Après avoir constaté qu’aucune juridiction française
n’était compétente en application des articles 3 du
règlement « Bruxelles II bis » et 1070 du Code de procédure civile, le juge français doit encore rechercher s’il
n’est pas valablement saisi en application de l’article 14
du Code civil.
Cass. 1re civ., 25 sept. 2013, n° 12-16.900, F-D : JurisData n° 2013-020843
(...)
Sur le moyen unique, pris en sa troisième branche :
Vu l’article 7 du règlement (CE) du 27 novembre 2003 (« Bruxelles
II bis »), ensemble les articles 1070 du code de procédure civile et 14
du Code civil ;
Attendu que, selon le premier de ces textes, lorsqu’aucune
juridiction d’un État membre n’est compétente en vertu des articles
3, 4 et 5 du règlement, la compétence est, dans chaque État, réglée
par la loi de cet État ; que cette compétence est, en droit français,
énoncée aux articles 1070 du Code de procédure civile et 14 du
Code civil ; que ce dernier texte, qui donne compétence à la
juridiction française du demandeur de nationalité française,
s’applique lorsqu’aucun critère ordinaire de compétence n’est
réalisé en France ;
Attendu que Mme X., de nationalité française, et M. Y., de nationalité turque se sont mariés à Londres le 16 janvier 1989 et résidaient
alternativement en Turquie et en France, où ils ont eu deux enfants
nés à Nice en 2003 et 2005, jusqu’à l’été 2010, date à laquelle
l’épouse a fait connaître son intention de divorcer et de rester en
France avec les enfants ; que, le 22 octobre 2010, elle a fait assigner
son époux en audience de conciliation devant le juge aux affaires
familiales du tribunal de grande instance de Sens qui a statué sans se
prononcer sur sa compétence ;
Attendu qu’après avoir constaté qu’aucune juridiction française
n’était compétente en application des articles 3 du règlement
« Bruxelles II bis » et 1070 du Code de procédure civile, la cour
d’appel a écarté la compétence de la juridiction française au motif
que moins de deux mois avant la saisine de la juridiction française,
la résidence familiale était encore fixée de manière habituelle en
Turquie où les enfants avaient l’essentiel de leurs activités notamment scolaires ;
Qu’en statuant ainsi, alors que la juridiction française avait été
valablement saisie en application de l’article 14 du code civil, la
cour d’appel a violé les textes susvisés ;
Par ces motifs (...) : casse et annule (...).

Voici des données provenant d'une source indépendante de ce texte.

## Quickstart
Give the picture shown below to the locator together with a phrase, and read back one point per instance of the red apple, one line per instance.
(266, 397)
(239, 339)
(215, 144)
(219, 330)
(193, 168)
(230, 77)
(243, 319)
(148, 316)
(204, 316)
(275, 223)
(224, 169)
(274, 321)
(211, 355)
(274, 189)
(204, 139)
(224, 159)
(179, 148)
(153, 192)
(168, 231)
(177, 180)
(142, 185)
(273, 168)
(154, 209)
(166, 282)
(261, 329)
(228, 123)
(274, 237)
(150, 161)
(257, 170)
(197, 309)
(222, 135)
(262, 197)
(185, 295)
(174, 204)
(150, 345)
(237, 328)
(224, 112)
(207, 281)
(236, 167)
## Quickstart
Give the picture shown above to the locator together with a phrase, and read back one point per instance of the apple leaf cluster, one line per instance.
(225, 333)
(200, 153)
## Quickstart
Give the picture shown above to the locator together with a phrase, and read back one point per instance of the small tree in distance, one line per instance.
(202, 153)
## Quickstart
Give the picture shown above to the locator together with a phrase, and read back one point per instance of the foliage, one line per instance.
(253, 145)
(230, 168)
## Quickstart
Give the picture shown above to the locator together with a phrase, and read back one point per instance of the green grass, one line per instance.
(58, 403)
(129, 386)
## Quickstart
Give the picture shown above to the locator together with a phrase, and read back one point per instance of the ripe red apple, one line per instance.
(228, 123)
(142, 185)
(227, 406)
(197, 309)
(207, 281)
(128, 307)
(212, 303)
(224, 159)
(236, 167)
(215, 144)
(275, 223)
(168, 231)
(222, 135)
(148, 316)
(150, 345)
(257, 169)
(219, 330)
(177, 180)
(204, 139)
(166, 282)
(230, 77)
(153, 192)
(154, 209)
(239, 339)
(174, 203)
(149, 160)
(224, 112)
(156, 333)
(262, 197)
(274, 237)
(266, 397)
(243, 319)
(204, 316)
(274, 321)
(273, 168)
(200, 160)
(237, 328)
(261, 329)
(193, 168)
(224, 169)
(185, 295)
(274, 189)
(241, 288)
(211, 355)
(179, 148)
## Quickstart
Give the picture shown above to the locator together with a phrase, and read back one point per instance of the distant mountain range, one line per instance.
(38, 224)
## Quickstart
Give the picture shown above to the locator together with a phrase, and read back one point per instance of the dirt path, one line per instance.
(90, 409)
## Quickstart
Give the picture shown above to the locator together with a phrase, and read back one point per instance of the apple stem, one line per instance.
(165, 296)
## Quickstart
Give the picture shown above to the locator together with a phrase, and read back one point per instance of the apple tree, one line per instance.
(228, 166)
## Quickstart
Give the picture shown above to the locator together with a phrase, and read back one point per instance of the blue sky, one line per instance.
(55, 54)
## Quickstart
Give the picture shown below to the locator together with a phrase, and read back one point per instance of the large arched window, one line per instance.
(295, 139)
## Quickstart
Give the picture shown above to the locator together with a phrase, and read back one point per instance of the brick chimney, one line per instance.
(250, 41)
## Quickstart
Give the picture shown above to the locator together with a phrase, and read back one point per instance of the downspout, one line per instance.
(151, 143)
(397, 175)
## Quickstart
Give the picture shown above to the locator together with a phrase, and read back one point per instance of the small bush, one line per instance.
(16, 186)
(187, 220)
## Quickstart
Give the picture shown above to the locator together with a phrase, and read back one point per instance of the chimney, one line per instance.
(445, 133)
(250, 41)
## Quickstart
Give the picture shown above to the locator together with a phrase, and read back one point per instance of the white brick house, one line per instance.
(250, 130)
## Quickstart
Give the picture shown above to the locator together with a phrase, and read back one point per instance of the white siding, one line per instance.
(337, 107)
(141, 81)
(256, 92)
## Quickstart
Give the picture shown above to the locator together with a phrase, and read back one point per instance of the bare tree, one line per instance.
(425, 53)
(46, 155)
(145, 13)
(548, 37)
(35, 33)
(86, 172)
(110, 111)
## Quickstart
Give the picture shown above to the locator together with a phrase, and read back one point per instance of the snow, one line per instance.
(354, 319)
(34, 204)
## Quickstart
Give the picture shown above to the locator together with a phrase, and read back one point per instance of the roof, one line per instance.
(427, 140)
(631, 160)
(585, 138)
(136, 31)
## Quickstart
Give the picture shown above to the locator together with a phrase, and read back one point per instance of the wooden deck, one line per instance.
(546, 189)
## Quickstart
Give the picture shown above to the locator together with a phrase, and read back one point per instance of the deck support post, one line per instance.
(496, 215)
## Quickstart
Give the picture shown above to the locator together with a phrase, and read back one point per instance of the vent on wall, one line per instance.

NOTE : Même s’il ne sera pas publié au Bulletin civil, l’arrêt
ci-avant mérite un signalement dans la mesure où il confirme non
seulement la rigidité des règles présidant à la détermination du
juge compétent dans un divorce international mais aussi la vitalité
du privilège de juridiction de l’article 14 du Code civil. Un couple
composé d’une Française et d’un Turc résidait principalement en
Turquie où les deux enfants étaient scolarisés. Fin août 2010 et à
l’expiration des habituelles vacances d’été passées en France, la
femme refusait de regagner la Turquie et décidait de rester en
France avec les enfants. S’adonnant à une course à la saisine
désormais bien connue, la femme déposait une requête en
divorce dès le 22 octobre 2010. Ne s’embarrassant pas de justifier
sa compétence internationale, le juge aux affaires familiales fixait,
dans son ordonnance de non-conciliation, la résidence habituelle
des enfants chez la mère en prévoyant notamment un droit de
visite et d’hébergement pour le père. Pour prendre la mesure de
l’exacte situation des parties, il faut encore ajouter que le père, lors
de l’été 2011, emmena les enfants en vacances en Turquie au
mépris de l’interdiction de sortie du territoire prononcée par le
juge français. Sans surprise, le père refusa le retour en France des
enfants qui vivent désormais en Turquie.
Ces derniers éléments – figurant dans le moyen annexé au
présent arrêt – ne sont pas repris par la Cour de cassation. Devant
elle, le débat s’est focalisé sur la compétence du juge français pour
statuer sur le principe du divorce. Il y a là une conséquence des
règles de compétence européennes qui dissocient la compétence
pour le prononcé du divorce de celles permettant de statuer sur
le sort des enfants. Cette dissociation contrarie visiblement les
juges du fond, lesquels s’interrogent souvent pour savoir s’ils sont
« la juridiction de la famille », c’est-à-dire la juridiction la plus
appropriée pour régler l’intégralité du contentieux familial. Cette
recherche avait visiblement guidé la cour d’appel de Paris dans
l’affaire rapportée. Contrairement au premier juge, la cour d’appel
avait soulevé d’office la question de sa compétence pour statuer
sur le principe du divorce. Celle-ci pouvait-elle être fondée sur le
règlement (CE) n° 2201/2003, dit « Bruxelles II bis » ? Considérant
que la résidence habituelle du couple était fixée en Turquie au
jour de la saisine de la juridiction française, la cour d’appel avait
logiquement constaté que l’article 3 du règlement n’attribuait
aucune compétence à un juge d’un État membre. Pour que celle
du juge français puisse être fondée sur ce texte encore aurait-il
fallu que la femme française ait résidé habituellement six mois en
France préalablement à la saisine du juge français (Cons. UE, règl.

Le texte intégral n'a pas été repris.